Did you have a bee suit on? A friend of mine whose parents were commercial beekeepers told me that you should have as much protection on as you need to feel comfortable approaching the hive. Sounds like you may have been pretty underdressed.

good luck though, I'd love to get a free hive just like that.

keep it up.


----------



## newbkeeper (Aug 11, 2010)

I had smoked the bees for a bit but had noticed a few starting to peck at me while I was doing so. I was wearing a bee suit but that didn't offer much protection. As you can imagine while wearing a bee suit and face gear I was stung 25+ times, so there must have been a lot more stingers that didn't get through. 

The weather was sunny and it was around noon time when I tried doing this. I was advised by a beekeeper to do this during noon time since that is when most of the hive is out foraging for food. Everyone else I've spoken to said I should have done this during the night. The problem with doing it during night is that the lot is vacant and has trash scattered around so I didn't feel like falling on a piece of wood with nails, wire, cactus, etc. 

The hive is still there but I'm not so sure now if I want to mess with them if they are AHB. I'm going to be keeping my first hive at my grandfathers house and the last thing I want to do is bring an aggressive hive to his place.


----------



## sqkcrk (Dec 10, 2005)

Improper use of a smoker and rough handling of equipment will set them off, or it could just have been who knows what. Find an experienced beekeeper to work w/ a little.

Good luck. Don't get run off. You have your combat experience behind you and not allergic reactions, right?


----------



## newbkeeper (Aug 11, 2010)

im not sure how I could have not used the smoker correctly. Can you please explain?

The top super needed to be pried open a bit but I was as gentle as I could be. 

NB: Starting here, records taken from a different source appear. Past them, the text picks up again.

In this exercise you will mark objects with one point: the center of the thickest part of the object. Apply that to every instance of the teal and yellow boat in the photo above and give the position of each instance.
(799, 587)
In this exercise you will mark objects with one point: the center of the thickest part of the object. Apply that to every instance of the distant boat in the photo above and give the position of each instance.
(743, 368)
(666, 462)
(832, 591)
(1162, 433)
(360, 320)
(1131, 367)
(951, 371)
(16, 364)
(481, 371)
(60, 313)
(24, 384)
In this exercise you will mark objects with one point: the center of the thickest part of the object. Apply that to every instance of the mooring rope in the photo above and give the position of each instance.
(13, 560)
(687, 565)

Yeah, it could have been any number of things but I'm really starting to wonder if they are AHB and if it is worth salvaging them. It just seems like I was attacked too quickly and by so many of them. But, i'm still learning so I'm not so sure.


Thanks a lot everyone for the info thus far. Its really appreciated!


----------



## hpm08161947 (May 16, 2009)

I can not imagine a bee suit that would get you 25 stings in the arms. Now I get hit in the legs a fair amount, but I prefer an inspector jacket. If the bee suit is that porous you might like to wear a thick sweat suit under it. If I have to work a HOT hive... and it seems like we have one in every yard.... I get the smoker really puffing and first smoke the area around the hive, then blow a few puffs right in the entrance... the crack the hive and blow several puffs down in it.. close it up and wait a coupla minutes. Guess AHB might be possible. GEt an old beek to go with you.... if they run him off... well - must be AHB.


----------



## LandellApiaries (Aug 9, 2010)

If you can, definitely get some experienced help. If it is AHB, you will appreciate the advice. Try to be as gentle as you can, and use ample amounts of smoke in the entrance first. Smoke a bit when you pry up the inner cover and let the smoke go through the hive. 25 times is a bunch. You could try a looser fitting suit or where some layers under it until you get comfortable with them.


----------



## JohnAllen (Jul 2, 2010)

newbkeeper said:


> Everyone else I've spoken to said I should have done this during the night. The problem with doing it during night is that the lot is vacant and has trash scattered around so I didn't feel like falling on a piece of wood with nails, wire, cactus, etc.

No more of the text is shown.